Content area
By aligning with the likes of Internet powerhouse Amazon.com and retail distribution leaders Rite Aid and General Nutrition Corp., Drugstore.com has not only overcome the obstacles, but has emerged as an early leader in the field. Some market observers are giving an early thumbs up to the company's 5 million share IPO.
Selling drugs and beauty aids over the Internet may seem like another dot.com smooth-sailing venture, but it was no fun for Drugstore.com (NNM:DSCM) to get pushed out of the HMO prescriptions market when several distribution heavyweights recently flexed their muscles.
Intent on potentially entering the online retail market themselves, several PBMs, pharmacy benefit management companies, the networks that control HMO drug plans, dealt their online colleagues a hefty blow.

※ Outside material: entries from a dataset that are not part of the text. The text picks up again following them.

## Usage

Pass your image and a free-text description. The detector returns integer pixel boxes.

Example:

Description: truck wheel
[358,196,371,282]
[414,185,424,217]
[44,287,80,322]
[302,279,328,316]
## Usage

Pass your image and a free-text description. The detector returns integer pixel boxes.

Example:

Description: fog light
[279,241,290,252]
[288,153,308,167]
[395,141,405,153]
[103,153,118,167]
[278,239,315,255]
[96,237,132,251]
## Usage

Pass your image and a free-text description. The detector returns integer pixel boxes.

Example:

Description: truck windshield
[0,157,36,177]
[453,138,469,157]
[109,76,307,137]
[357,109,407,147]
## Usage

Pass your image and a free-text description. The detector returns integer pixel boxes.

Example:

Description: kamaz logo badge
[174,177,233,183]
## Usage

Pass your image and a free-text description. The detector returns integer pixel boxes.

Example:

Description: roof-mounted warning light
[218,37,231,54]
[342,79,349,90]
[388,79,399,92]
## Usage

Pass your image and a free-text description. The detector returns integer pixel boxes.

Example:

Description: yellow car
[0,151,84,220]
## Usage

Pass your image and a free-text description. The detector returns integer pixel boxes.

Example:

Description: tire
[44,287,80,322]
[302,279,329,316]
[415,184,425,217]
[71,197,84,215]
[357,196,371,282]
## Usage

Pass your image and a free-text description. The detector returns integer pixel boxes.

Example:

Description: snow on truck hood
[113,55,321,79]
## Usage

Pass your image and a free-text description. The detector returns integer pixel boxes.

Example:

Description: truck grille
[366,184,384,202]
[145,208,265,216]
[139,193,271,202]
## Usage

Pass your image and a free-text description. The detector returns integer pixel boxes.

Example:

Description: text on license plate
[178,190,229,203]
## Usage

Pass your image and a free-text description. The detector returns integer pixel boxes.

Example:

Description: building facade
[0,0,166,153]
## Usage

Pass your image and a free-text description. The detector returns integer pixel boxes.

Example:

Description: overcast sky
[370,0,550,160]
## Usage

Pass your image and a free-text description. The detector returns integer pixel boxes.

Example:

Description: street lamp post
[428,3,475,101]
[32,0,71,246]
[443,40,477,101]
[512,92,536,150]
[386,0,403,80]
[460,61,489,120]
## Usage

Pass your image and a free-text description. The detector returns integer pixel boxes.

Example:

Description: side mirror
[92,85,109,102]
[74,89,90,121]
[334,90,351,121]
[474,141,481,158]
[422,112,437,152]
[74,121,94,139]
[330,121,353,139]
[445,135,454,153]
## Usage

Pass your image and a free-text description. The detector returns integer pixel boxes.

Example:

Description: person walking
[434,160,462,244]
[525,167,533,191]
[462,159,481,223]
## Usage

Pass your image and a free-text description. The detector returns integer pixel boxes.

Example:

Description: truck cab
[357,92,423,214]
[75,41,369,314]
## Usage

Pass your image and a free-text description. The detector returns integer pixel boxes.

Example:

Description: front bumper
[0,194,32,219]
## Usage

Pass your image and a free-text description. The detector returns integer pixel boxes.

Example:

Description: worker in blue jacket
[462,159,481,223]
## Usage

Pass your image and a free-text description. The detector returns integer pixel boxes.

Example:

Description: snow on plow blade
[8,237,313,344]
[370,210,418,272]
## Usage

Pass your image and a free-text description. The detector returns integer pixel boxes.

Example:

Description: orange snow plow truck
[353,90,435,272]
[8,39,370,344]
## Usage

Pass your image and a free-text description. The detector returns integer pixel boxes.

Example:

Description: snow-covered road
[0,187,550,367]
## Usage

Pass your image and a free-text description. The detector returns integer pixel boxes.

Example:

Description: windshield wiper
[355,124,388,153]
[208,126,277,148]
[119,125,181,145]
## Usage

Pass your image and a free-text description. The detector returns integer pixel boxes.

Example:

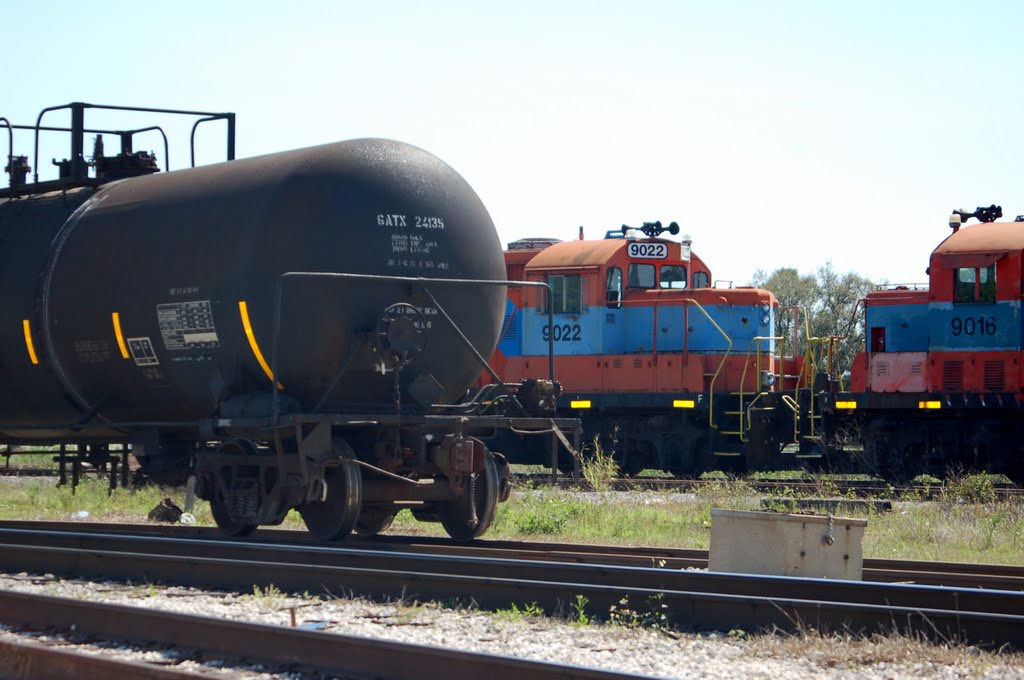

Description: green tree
[751,261,874,385]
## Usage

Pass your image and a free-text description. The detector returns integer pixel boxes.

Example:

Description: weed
[571,595,591,626]
[941,474,996,504]
[495,602,544,622]
[510,496,587,536]
[580,435,620,492]
[608,593,670,631]
[247,584,284,611]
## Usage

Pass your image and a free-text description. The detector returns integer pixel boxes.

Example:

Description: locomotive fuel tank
[0,139,506,439]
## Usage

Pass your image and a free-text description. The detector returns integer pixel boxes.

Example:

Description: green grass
[0,478,1024,564]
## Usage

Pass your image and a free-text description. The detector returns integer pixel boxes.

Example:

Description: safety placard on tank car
[125,338,160,366]
[157,300,220,351]
[626,242,669,260]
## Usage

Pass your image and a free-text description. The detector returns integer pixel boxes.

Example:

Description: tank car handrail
[188,114,234,168]
[34,101,234,184]
[269,271,552,423]
[3,119,171,178]
[0,117,14,193]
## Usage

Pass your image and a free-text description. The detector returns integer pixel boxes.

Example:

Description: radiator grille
[498,308,522,342]
[942,362,964,392]
[984,362,1007,392]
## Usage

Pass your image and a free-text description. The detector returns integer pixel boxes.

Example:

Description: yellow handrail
[683,298,732,429]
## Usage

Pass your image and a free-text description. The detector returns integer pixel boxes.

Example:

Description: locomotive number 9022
[626,243,669,260]
[541,324,582,342]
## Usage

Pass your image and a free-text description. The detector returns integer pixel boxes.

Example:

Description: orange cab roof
[935,222,1024,255]
[526,239,629,269]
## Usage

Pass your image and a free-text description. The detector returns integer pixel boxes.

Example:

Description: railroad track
[0,520,1024,591]
[0,591,638,680]
[512,473,1024,499]
[0,525,1024,647]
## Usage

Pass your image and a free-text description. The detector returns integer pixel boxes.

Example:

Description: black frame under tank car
[0,102,579,540]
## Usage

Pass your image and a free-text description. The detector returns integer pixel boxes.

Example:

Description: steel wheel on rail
[210,492,256,537]
[298,439,362,541]
[437,451,501,541]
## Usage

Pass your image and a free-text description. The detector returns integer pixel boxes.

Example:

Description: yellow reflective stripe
[111,311,128,358]
[22,318,39,364]
[239,300,283,389]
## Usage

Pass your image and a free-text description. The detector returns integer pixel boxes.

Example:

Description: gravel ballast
[0,573,1024,680]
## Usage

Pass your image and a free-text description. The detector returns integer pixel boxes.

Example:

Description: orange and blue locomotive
[483,222,818,474]
[822,205,1024,478]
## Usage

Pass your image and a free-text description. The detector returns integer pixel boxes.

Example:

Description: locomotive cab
[495,222,796,474]
[826,206,1024,479]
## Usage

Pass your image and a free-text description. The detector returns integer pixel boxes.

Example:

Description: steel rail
[0,520,1024,590]
[0,634,198,680]
[0,529,1024,647]
[0,591,645,680]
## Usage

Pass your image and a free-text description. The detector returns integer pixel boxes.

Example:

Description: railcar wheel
[210,493,256,537]
[437,451,501,541]
[353,508,398,536]
[298,440,362,541]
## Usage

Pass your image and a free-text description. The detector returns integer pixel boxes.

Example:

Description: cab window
[657,264,686,288]
[544,274,583,314]
[604,267,623,307]
[953,264,995,302]
[629,264,654,288]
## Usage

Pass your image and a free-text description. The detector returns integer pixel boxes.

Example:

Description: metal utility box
[708,508,867,581]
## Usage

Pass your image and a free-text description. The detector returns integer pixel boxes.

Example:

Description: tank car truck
[0,102,578,540]
[823,205,1024,480]
[493,222,825,475]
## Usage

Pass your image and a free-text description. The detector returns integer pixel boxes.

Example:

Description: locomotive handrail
[683,298,732,429]
[739,335,784,442]
[270,271,552,426]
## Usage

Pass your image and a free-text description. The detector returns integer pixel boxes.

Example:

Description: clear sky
[0,0,1024,285]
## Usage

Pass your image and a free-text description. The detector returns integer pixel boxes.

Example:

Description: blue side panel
[522,306,605,356]
[623,307,654,354]
[520,303,775,356]
[865,304,929,352]
[591,307,626,354]
[928,300,1021,351]
[675,304,775,353]
[498,298,523,356]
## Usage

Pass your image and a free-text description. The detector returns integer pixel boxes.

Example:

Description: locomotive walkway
[0,523,1024,648]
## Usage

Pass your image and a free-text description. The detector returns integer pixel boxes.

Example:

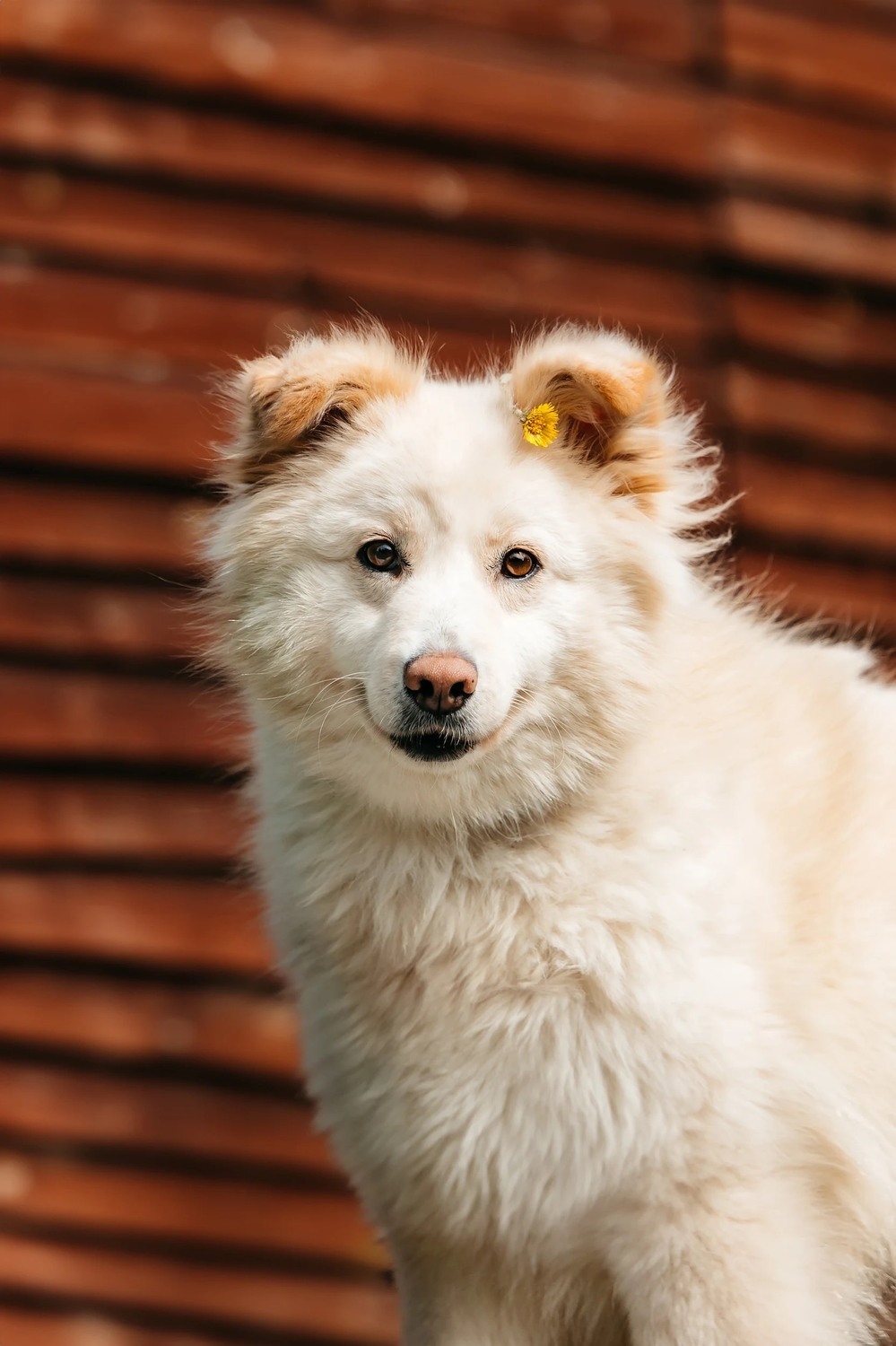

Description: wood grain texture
[0,0,709,175]
[0,1061,339,1178]
[0,576,197,665]
[0,975,301,1077]
[0,1149,387,1270]
[0,773,245,867]
[0,170,705,345]
[721,0,896,118]
[0,1235,397,1346]
[0,861,274,975]
[0,0,896,1346]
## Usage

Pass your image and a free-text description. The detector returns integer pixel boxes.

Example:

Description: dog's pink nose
[405,654,478,715]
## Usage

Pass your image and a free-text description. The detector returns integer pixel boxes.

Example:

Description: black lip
[392,730,476,762]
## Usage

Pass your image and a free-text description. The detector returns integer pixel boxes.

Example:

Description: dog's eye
[500,546,538,581]
[358,538,401,571]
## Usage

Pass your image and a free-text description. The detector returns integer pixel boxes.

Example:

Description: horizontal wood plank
[0,170,707,345]
[0,668,239,766]
[0,1235,398,1346]
[726,365,896,459]
[737,548,896,638]
[0,248,286,374]
[728,283,896,371]
[0,1061,339,1178]
[721,94,896,205]
[721,0,896,116]
[0,0,709,175]
[0,1147,389,1268]
[734,452,896,556]
[0,969,301,1081]
[0,576,197,665]
[718,197,896,288]
[0,773,245,867]
[0,869,274,977]
[0,80,707,254]
[329,0,699,65]
[0,366,213,478]
[0,1319,216,1346]
[0,478,209,576]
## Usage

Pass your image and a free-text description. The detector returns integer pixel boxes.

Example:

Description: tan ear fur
[511,328,680,513]
[226,328,424,485]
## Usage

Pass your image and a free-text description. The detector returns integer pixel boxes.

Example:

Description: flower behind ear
[510,326,712,528]
[519,403,560,449]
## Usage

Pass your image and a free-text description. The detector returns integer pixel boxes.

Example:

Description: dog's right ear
[223,328,424,486]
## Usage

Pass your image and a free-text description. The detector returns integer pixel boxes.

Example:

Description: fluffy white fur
[210,328,896,1346]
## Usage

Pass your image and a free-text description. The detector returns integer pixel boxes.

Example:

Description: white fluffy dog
[210,328,896,1346]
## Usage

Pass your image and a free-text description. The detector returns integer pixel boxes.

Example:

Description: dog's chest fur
[258,781,732,1256]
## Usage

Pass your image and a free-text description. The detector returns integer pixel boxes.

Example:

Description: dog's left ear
[222,325,422,486]
[511,328,688,514]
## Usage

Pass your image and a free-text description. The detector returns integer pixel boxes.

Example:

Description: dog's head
[212,328,708,821]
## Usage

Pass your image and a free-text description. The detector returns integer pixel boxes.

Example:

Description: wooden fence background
[0,0,896,1346]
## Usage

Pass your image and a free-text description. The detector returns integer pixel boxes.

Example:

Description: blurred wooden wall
[0,0,896,1346]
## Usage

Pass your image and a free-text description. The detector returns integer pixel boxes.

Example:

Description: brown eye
[358,538,401,571]
[500,546,538,581]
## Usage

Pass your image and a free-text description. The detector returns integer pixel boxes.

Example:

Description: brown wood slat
[0,668,239,766]
[0,479,209,575]
[0,968,301,1077]
[0,249,289,381]
[0,171,707,345]
[0,576,197,665]
[718,197,896,287]
[0,80,705,254]
[329,0,697,65]
[0,1235,398,1346]
[723,96,896,202]
[0,1062,339,1179]
[728,283,896,371]
[0,0,709,175]
[721,0,896,116]
[0,368,221,478]
[737,549,896,637]
[735,452,896,556]
[0,1149,389,1275]
[726,365,896,458]
[0,870,274,977]
[0,1305,216,1346]
[0,775,245,866]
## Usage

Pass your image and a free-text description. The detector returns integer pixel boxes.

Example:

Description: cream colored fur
[210,328,896,1346]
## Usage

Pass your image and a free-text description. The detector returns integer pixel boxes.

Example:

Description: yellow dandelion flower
[522,403,559,449]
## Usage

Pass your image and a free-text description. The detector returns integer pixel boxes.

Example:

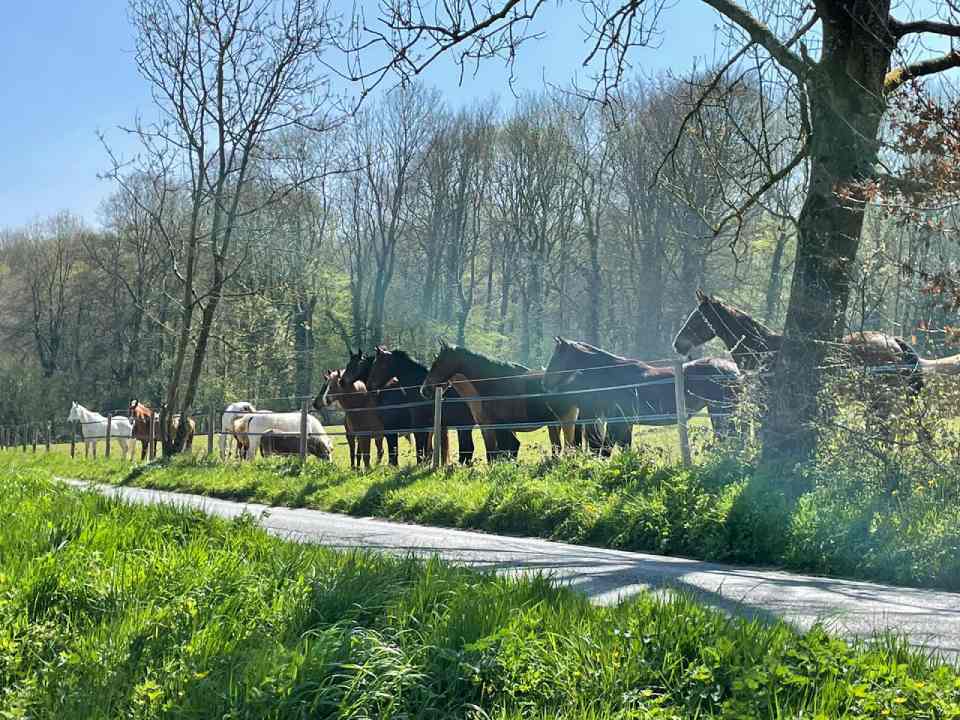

But with a little help from some new- found friends, drugstore.com is fighting back and apparently has the inside track. By aligning with the likes of Internet powerhouse Amazon.com (NNM:AMZN) and retail distribution leaders Rite Aid (NYSE:RAD) and General Nutrition Corporation (NNM:GNCI), the online retailer not only overcame the obstacles, but has emerged as an early leader in this field.
"What they've done with Rite Aid is opened up some of the healthcare plans that they been barred from," said Mark Husson, analyst with Merril Lynch Global Securities. "Now they have not only PCS (Drugstore.com's online drug plan,) but also all the other plans Rite Aid has."
As such, some market observers are giving an early thumbs up to the company's 5 million share, Morgan Stanley Dean Witter-led initial public offering.
"As far as the partnerships that have emerged on the Internet, we think they are one of the strongest players," said Matthew Patsky, managing director at Adams, Harkness & Hill. "Rite Aid and GNC give them probably the broadest reach in getting product to people."
Bolstering drugstore.com's prospects is the fact that drugs, beauty aids and other self care items the company sells are not perishable and are a natural for e-commerce and for "continuity," ordering the same item every so often over the Net rather than standing on line. "The thing that's big, big opportunity is continuity across the board," said Patsky.
At the same time, customers are often reluctant to wait two days for a prescription to come in the mail. This is why lining up with Rite Aid and GNC is key.
"It is going to be very hard to develop an Internet pharmacy strategy that's not linked to bricks and mortar," said Patsky. "The drugstore.com management identified the distribution challenge very early on and addressed it with its partnership with Rite Aid and GNC while there are players who have not addressed the issue."
Several questions still linger, mainly whether Rite Aid's 50 million customers will take to online shopping. "There is some potential here," Husson said. "The question is whether enough consumers will want to switch from brick-and-mortar to make it a viable vehicle."